Neglect of the body to the detriment of the patient...



The good management of a schizophrenic illness, apart from drugs, was probably more successfully achieved in the 1930s-1950s than it is now. Then, care was taken to improve the physical well-being of psychiatric patients by good nutrition, exercise and plenty of sleep. Nowadays there seems to be a belief among some psychiatrists that the neuroleptic (anti-schizophrenic and anti-psychotic) medications developed since the 1950s improve psychoses so greatly that all they have to do is to prescribe them to patients admitted to hospital and then quickly discharge the patients back into the community. This is not good management.


Community care in many, but not all, areas is working very badly, often to the detriment of medically neglected patients. On discharge, if the patient has no family home to go to, he or she may end up not well enough to care for him or herself in a bedsit or other unsatisfactory accommodation. Seldom will such a patient be able to find employment or to live a happy and normal life. In the last century, a Dr Connolly was able to achieve a 50% cure rate for his schizophrenic patients without the help of neuroleptics. Such cure rates are not claimed now let alone achieved. These drugs do not cure. They relieve the worst psychiatric symptoms if well prescribed. It is still not known how they exert their therapeutic actions. If they are stopped the symptoms return. The causes of schizophrenia have not been found. Little has changed in the last 40 years to benefit the patient. This is probably because psychiatrists take little notice of the patients' bodies. They do not care for the patient physically.

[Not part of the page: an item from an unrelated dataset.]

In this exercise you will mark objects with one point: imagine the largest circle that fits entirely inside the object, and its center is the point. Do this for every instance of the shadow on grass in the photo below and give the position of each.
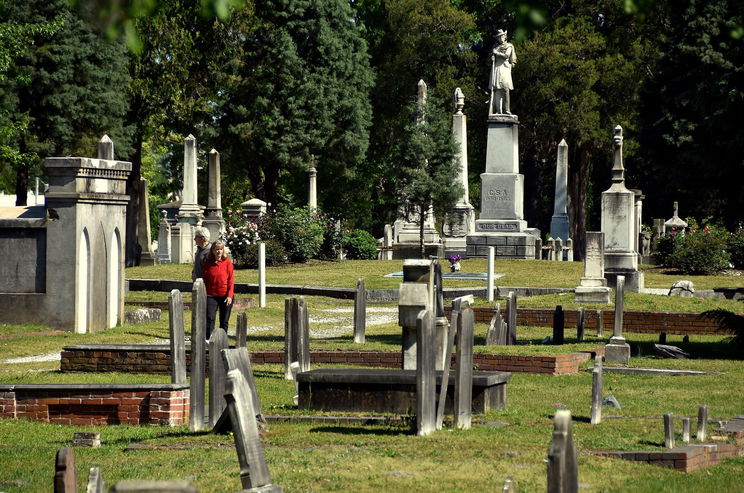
(376, 430)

In a Textbook of Psychiatry [ 1] written by Henderson and Gillespie in 1937 the authors said: "A thorough physical examination is absolutely essential in every case--schizophrenics are commonly poorly nourished--during the period of their illness they often lose a great deal of weight and their general physical condition is not up to the average level". The authors also said that another well-known psychiatrist, Lewis, had remarked on "the lack of development, particularly of the circulatory system, the low blood-pressure and the well-marked vasomotor disorders. The hands and feet, the nose and the ears show cyanosis and oedema dilatation and irregularity of the pupils of the eye". These days it seems to have been forgotten that an ill body can disturb the proper functioning of the brain. Once it was commonly accepted. We hope this will be coming back into fashion.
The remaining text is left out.